オテロ帽子の伝説 #092

故き佳き時代の巴里に、マダム・オテロという美女がいたんだそうです。

本名は、カロリーヌ・オテロ。
1868年に、スペインに生まれています。

マダム・オテロはあまりにもお美しいので、ついた名前が「ラ・ベル・オテロ」。( 美しのオテロ) 。
巴里、ベル・エポック期のことであります。

マダム・オテロは巴里に来てからも、スペイン訛りが抜けなくて。
そのスペイン訛りのしゃべり方が色っぽいと。
まあ、美人は得でありますね。

若い頃のマダム・オテロは、「フォリー・ベルジェール」のダンサーであったことも。
作家、コレットもダンサーだった時代あるのですが。
マダム・オテロの顏をこんな風に言っております。

「曲面の最高傑作」

マダム・オテロも結局は「ドウミモンデーヌ」のひとりだったのでしょう。
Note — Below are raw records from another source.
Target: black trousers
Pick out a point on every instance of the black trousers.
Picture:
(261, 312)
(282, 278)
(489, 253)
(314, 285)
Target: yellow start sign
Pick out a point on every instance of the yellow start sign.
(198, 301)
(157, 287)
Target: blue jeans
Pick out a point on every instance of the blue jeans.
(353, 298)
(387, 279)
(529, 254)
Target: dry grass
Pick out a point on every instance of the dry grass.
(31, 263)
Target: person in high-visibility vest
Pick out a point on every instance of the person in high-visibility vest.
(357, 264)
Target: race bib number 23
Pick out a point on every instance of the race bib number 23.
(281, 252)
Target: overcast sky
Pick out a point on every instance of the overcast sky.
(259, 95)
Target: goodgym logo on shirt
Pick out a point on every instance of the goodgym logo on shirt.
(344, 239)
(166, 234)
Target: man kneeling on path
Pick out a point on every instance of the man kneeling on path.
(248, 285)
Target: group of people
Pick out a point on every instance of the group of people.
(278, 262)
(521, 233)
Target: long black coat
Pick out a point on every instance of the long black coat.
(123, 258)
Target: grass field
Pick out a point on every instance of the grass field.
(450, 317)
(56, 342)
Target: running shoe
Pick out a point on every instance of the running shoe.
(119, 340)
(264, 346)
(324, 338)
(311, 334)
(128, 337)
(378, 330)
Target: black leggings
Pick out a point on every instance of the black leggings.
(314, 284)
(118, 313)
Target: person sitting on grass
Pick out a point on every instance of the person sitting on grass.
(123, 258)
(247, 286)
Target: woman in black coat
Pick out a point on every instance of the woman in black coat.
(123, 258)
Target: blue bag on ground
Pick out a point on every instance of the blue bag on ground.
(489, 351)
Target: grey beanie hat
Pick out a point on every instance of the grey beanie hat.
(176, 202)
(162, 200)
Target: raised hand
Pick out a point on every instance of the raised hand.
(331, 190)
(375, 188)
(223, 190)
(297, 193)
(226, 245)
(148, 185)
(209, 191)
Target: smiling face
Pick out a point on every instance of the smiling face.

多
くのパトロンを従えての、優雅この上もない暮らしだったのです。
コレット著『わたしの修業時代』に、マダム・オテロのことが詳しく出ています。

「自動車のボディは、有名な帽子デザイナーにうやうやしくご意見をうかがったうえで、婦人帽の高さに合わせて寸法を決めたものだ。」

マダム・オテロの「自動車」は、特別製の、ブルーのリムジンで、メルセデスベンツ製。
それはマダム・オテロのかぶる帽子に合わせて、屋根が少し高くなっていたんだそうですね。

昔、ロールス・ロイスの室内は、トップ・ハットが邪魔にならない高さになっていて。
ちょっとそれに似た話かと。

子のスタイルに合わせて、車を註文する。

夢のような話ではありますが…………。